Bab 20

6.1K 218 1
                                    

Aku terbangun di koridor depan kamar Ted. Sebuah selimut menutupi tubuhku sampai ke leher. Aku bangkit dan masuk ke kamar Ted. Tempat tidur yang acak-acakan, cermin yang retak, kaki kursi yang patah, lampu meja yang penyot, buku dan file yang berserakan di lantai, tapi tidak ada Ted. Aku turun ke dapur, kamar mandi dan ruang tamu. Tidak ada Ted di sana. Sekarang masih pukul enam pagi, ke manakah Ted ?

***

Pukul sembilan di kantor, Boss belum datang juga. Aku mengambil kesempatan ini untuk pergi ke ruang kerja Ted.

"Bapak ada urusan, katanya lewat makan siang baru masuk." Kata Catherine, sekretaris Ted. "Mau titip pesan?"

"Tidak, Terima kasih." Aku mengangguk sopan kemudian meninggalkannya.

Ting

Lift yang ku tunggu-tunggu akhirnya naik juga. Dengan tak sabar aku menunggu pintu nya bergeser sambil berdoa semoga Boss belum datang. Aku terkejut melihat sosok yang ada di dalam. Seorang pria memakai setelan jas merek terkenal berwarna abu-abu.

"Boss." Aku terpaku selama beberapa detik sebelum masuk ke dalam lift.

"Cari Teddy?" Tanyanya saat lift mulai bergerak naik.

"Tidak. Maksud ku Iya, tapi Ted tidak ada." Kataku sedikit gelisah.

"Dia sudah izin padaku tadi pagi." Kata Boss datar.

"Boss tau Ted pergi kemana?" Tanya ku ingin tahu.

"Dia ada janji dengan Psikolog langganannya." Kata Boss "Kamu tahu kenapa?"
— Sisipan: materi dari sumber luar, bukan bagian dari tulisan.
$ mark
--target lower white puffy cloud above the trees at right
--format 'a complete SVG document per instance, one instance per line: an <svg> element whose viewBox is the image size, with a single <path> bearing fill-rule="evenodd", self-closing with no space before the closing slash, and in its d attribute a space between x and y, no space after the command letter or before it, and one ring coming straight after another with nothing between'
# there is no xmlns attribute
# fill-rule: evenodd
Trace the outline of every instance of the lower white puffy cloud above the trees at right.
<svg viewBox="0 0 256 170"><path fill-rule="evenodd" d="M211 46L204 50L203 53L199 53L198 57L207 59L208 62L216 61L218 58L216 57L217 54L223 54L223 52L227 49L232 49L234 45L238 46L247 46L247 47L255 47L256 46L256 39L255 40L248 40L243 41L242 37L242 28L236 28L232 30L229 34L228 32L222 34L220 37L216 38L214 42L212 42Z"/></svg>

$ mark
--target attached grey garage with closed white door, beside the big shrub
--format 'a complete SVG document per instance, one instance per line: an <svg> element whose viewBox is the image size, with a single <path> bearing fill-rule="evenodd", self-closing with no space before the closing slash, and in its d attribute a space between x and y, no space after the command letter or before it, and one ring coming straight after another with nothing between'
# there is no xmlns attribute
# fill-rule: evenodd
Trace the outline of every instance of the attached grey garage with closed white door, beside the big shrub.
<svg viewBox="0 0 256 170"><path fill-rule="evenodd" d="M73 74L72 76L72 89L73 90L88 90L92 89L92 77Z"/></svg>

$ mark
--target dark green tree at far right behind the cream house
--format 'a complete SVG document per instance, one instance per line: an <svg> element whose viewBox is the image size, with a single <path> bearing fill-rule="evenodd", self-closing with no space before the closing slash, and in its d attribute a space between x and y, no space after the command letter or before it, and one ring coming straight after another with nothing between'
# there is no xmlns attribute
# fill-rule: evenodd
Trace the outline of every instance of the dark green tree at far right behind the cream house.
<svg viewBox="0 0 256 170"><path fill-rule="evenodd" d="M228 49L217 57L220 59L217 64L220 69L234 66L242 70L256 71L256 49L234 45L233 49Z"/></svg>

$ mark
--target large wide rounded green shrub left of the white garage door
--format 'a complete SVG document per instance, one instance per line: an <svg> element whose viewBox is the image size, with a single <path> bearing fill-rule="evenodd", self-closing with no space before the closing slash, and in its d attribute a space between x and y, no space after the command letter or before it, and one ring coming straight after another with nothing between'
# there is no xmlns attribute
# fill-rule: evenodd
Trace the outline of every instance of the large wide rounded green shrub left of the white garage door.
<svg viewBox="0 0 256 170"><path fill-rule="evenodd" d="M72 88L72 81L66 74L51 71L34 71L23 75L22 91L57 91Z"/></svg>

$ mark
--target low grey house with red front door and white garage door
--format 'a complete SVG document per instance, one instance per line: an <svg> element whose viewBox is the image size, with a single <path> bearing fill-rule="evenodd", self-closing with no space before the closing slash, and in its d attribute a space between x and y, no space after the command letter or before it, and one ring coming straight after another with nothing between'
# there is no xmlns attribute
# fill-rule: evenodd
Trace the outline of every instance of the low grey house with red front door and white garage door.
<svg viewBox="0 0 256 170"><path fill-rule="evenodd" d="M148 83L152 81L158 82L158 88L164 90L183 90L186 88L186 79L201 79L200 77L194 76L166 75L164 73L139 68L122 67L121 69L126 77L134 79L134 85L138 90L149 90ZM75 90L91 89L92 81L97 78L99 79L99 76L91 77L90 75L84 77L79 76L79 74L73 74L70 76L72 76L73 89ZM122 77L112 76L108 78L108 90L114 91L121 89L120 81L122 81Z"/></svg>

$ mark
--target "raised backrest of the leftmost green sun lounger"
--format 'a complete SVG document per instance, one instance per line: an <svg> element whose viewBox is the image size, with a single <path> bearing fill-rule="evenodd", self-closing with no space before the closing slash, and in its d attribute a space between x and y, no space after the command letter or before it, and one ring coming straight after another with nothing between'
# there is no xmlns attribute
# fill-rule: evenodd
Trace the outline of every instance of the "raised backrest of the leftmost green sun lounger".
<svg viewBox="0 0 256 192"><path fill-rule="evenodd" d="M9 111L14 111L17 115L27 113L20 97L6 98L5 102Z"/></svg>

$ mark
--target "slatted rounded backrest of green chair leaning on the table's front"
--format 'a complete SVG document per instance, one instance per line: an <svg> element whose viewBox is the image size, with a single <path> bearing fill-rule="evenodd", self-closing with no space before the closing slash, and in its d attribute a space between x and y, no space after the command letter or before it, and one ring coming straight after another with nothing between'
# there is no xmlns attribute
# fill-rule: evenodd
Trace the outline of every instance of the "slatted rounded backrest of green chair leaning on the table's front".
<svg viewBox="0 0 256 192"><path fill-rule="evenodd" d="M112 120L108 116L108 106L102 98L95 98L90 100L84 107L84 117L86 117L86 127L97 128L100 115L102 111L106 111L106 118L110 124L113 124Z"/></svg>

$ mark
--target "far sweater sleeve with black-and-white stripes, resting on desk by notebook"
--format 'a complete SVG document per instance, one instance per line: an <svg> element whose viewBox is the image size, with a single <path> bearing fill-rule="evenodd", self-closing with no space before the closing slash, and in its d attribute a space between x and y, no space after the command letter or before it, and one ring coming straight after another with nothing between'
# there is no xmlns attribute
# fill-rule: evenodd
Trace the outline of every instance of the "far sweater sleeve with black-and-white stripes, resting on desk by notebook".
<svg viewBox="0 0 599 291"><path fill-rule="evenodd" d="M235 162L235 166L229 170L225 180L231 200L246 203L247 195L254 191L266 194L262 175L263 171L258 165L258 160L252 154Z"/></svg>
Aku tidak menjawabnya. Tentu saja aku tahu, penyebabnya adalah aku. Ted sekarang pasti sangat menderita. Aku ingin meringankan beban nya, tapi sekarang Akulah yang menyebabkan Ted menjadi begitu.

Lift terbuka, aku mengikuti Boss dengan langkah berat menuju ruang kerja nya. Seperti biasanya aku membacakan agenda kerja hari ini sambil menahan air mata yang hampir jatuh. Aku bahkan tidak menyimak apa yang ku baca. Mataku kabur oleh air mata yang tergenang dan jatuh setetes demi setetes di layar note.

Boss yang sedari tadi bersandar di meja kerjanya menghampiriku dan memelukku.

"Kan sudah ku bilang lupakan dia." Katanya
Air mata ku semakin deras, aku menangis sejadi-jadinya di pelukan Boss.

"Jangan menangis lagi. Kamu belum selesai membaca agenda hari ini."
Kata-kata Boss menyadarkan aku. Tidak pantas aku menangis di waktu jam kerja. Aku melepaskan diri dari pelukan nya.

"Maaf. Aku tahu ini tidak pantas." Kataku sambil menyeka sisa-sisa air mataku.

"Bagus. Konsentrasi pada pekerjaan mu, nona sekretaris. Kita sibuk hari ini." Kata Boss sambil menepuk kedua pundak ku.

Memang benar, kegiatan hari ini sangat padat karena besok Boss harus ke bandara menjemput orang tuanya. Makanya rapat dan janji temu yang seharusnya dijadwalkan besok di geser ke hari ini.

Sudah pukul lima belas, Boss masih berada di ruang rapat bersama Boss-Boss besar lain dari perusahaan sahabat. Rapat intern yang hanya boleh di dengar sesama Boss saja. Sudah lewat dua jam dan Boss bahkan belum makan siang. Kerjaan ku juga sudah hampir selesai, tinggal menyusun file-file yang baru di print ke dalam dokumen saja. Detik berikutnya, sebuah pesan text masuk dari note.
"Rapat baru selesai, masih ada waktu satu jam untuk makan siang sebelum bertemu dengan Sir Richard. Tunggu aku di pintu keluar."

Dengan sigap dan kecepatan maksimal ku masukkan file-file ke dalam dokumen dan menyimpannya di ruang kerja Boss. Sambil berlari kecil, aku masih sempat melayangkan good bye kiss pada Sharon yang sedang menerima telepon.